Treatment and Prevention
Otitis media is often treated with antibiotics. To lower the chances of the infection returning, it’s very important to take the antibiotics regularly and finish the entire course of treatment even if the symptoms improve quickly (if you or your child experience bothersome side effects from the antibiotic, contact your pharmacist or doctor). Some ear infections are caused by viruses and some infections get better without antibiotic treatment. Over 80% of ear infections improve naturally on their own without antibiotic treatment and with no complications.A short period of watchful waiting for 24 to 48 hours rather than antibiotics may be appropriate for children over 6 months of age with minimal symptoms who do not have recurrent infections or structural differences in their ears, and are not at high risk for complications. There are several antibiotics that may be used to treat otitis media. When deciding which antibiotic is the best one, the doctor will consider whether the infections are recurrent and whether bacteria may be resistant to certain antibiotics, as well as, a history of medication allergies. Treatment is usually given for 5 to 10 days depending on age and on the severity of the infection.
Antihistamines may help people who have allergies and ear infections. But no medications other than antibiotics will cure the ear infection if it’s caused by bacteria. Pain relievers (e.g., acetaminophen*, ibuprofen) can be used to ease the pain of the infection and to lower a child’s fever.
Young children cannot "pop" open their ears to equalize ear pressures like older children and adults because their eustachian tubes are straight. As the head grows, the tube starts to curve downward into a more angled adult configuration, beginning at about age 3.5 years. This explains why ear infections naturally decrease dramatically by age 4. It also means that starting at this age, children (like adults) can chew sugar-free gum (e.g., when going up or down in an airplane) to help "pop open" their ears, allowing air to enter and fluid to drain, reducing ear discomfort and the chance of developing an infection.
Fluid buildup in the middle ear can be drained surgically. In a procedure called a myringotomy, a tiny opening in the eardrum is made so that fluid drains away or can be suctioned out. This procedure also allows air to reach the middle ear, which equalizes the pressure and facilitates drainage down the eustachian tube. The cause of fluid accumulation must also be treated. For instance, if allergic reactions are to blame for blocking the eustachian tube, then antihistamines can be given to relieve allergies.
If there is chronic infection or fluid buildup behind the eardrum, and especially if there is a documented loss of hearing, a small tube may be inserted into the opening made by myringotomy.

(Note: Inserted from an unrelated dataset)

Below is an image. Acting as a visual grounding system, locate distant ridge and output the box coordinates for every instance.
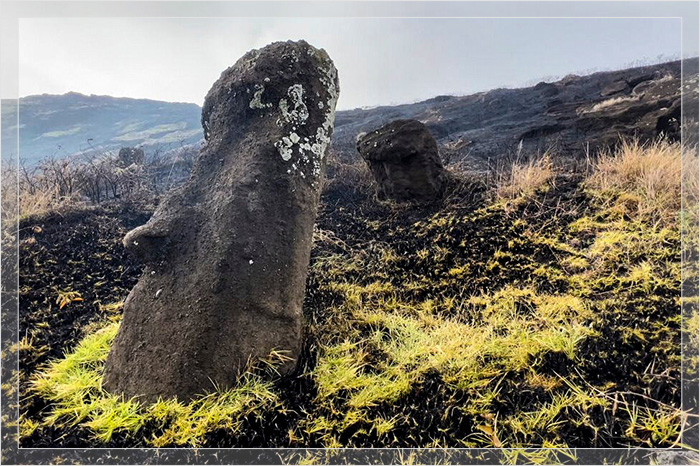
[2,58,698,169]
[2,92,202,164]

Called PE ("pressure equalization") tubes, these devices allow air to enter the ear and any fluid to drain out. Most are designed to fall out within 6 months to 2 years. In the rare case where symptoms occur again, the PE tubes can be replaced.
If the child has a permanent hole in their eardrum that’s causing chronic otitis media, the eardrum itself may be repaired by a procedure called a tympanoplasty.
It’s hard to prevent ear infections since many children, especially those who attend daycare, are susceptible to colds. Careful hand-washing regimens can help reduce the chance of catching colds, so it’s important to remind your kids to wash up as often as possible.
Breast-feeding seems to lower the chances of developing ear infections among infants and children by helping to boost their immunity. Another good preventative measure is to keep your home smoke-free as exposure to second-hand smoke increases the risk of middle ear infections. Immunization with the pneumococcal vaccine can lessen the likelihood of getting ear infections caused by certain types of bacteria.